By now the Prefects were glancing incredulously at each other. A short silence followed while Xantus refilled his lungs from the mask again.

"It zah purrt shup uzadut", he mumbled suddenly.

"I beg your pardon?" said the Prefect.

Xantus removed his mask. "It's that pirate ship, isnt it?" he repeated. "The OIEC boat. The Jollity of Froyalan or whatever it's called. You want to stick a hydrophone on it. That's why you're here. I'm guessing the Bleep Works is trying to rustle one up, hence you Prefects being all over the matter. And I bet you're tapping up all the other old Shrubmarine veterans... if anyone's left."

"You know I cannot confirm or deny any of that," said the Prefect, "suffice it to say that your tank of oxygen there seems beneficial for your cognitive capacity."

"It's good stuff," said Xantus, lifting up the mask. "Wanna try some?"

"No," said the Prefect flatly.

"Suit yourself," said Xantus, taking another long breath from it and leaning back in his chair. "You know it won't end well, you people getting involved in the Captive Sea. I can tell you didn't study history at university."

"Better a conflagration there than one here, mister Yastreb," said the Prefect. "We have more trade routes to protect since your day."

"That may be," said Xantus, "but in my day I would never have sent Kalgachia's sons to risk their lives in such places. They call it the Tumultuous Wastes for a reason, you know. Blasted archonic waters... not worth the bones of a single son of Shrubdom."

"Well the present administration appears to think differently."

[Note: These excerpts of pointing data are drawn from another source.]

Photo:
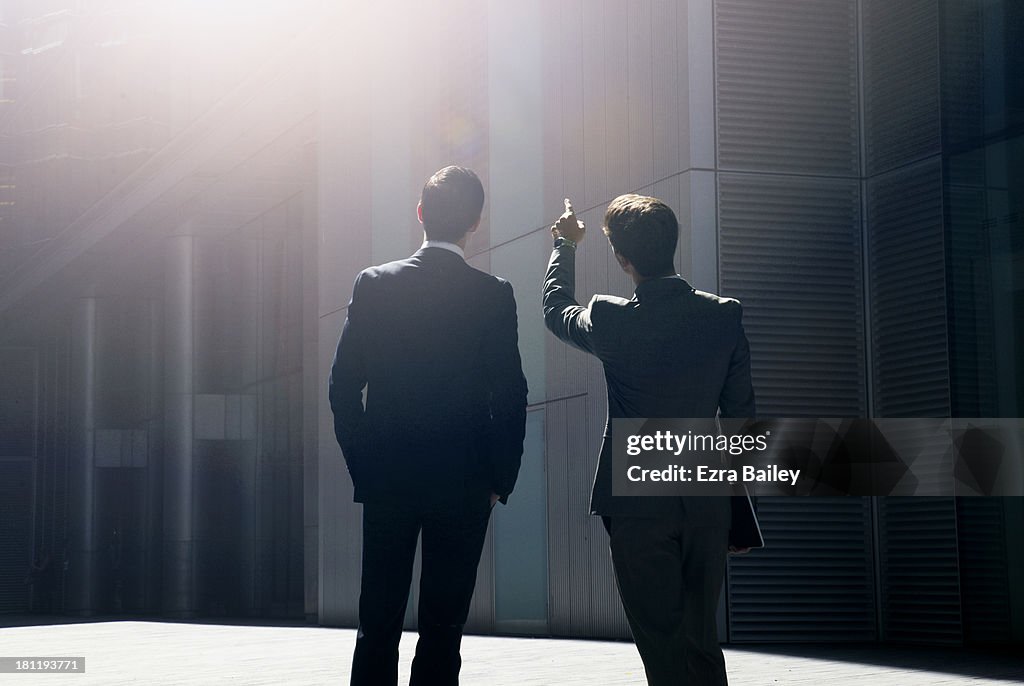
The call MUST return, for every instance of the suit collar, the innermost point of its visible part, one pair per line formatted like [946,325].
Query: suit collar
[443,245]
[438,254]
[665,286]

Xantus smiled. "The present administration... will put more wrinkles on this old face of mine before they're finished. Like they've done since they were as high as the arm of this chair." He giggled to himself at the thought, endured the inevitable spluttering cough and giggled some more. After a moment his breathing relaxed and he closed his eyes, still smiling.

The Prefect began to ask another question but was interrupted by the old man snoring.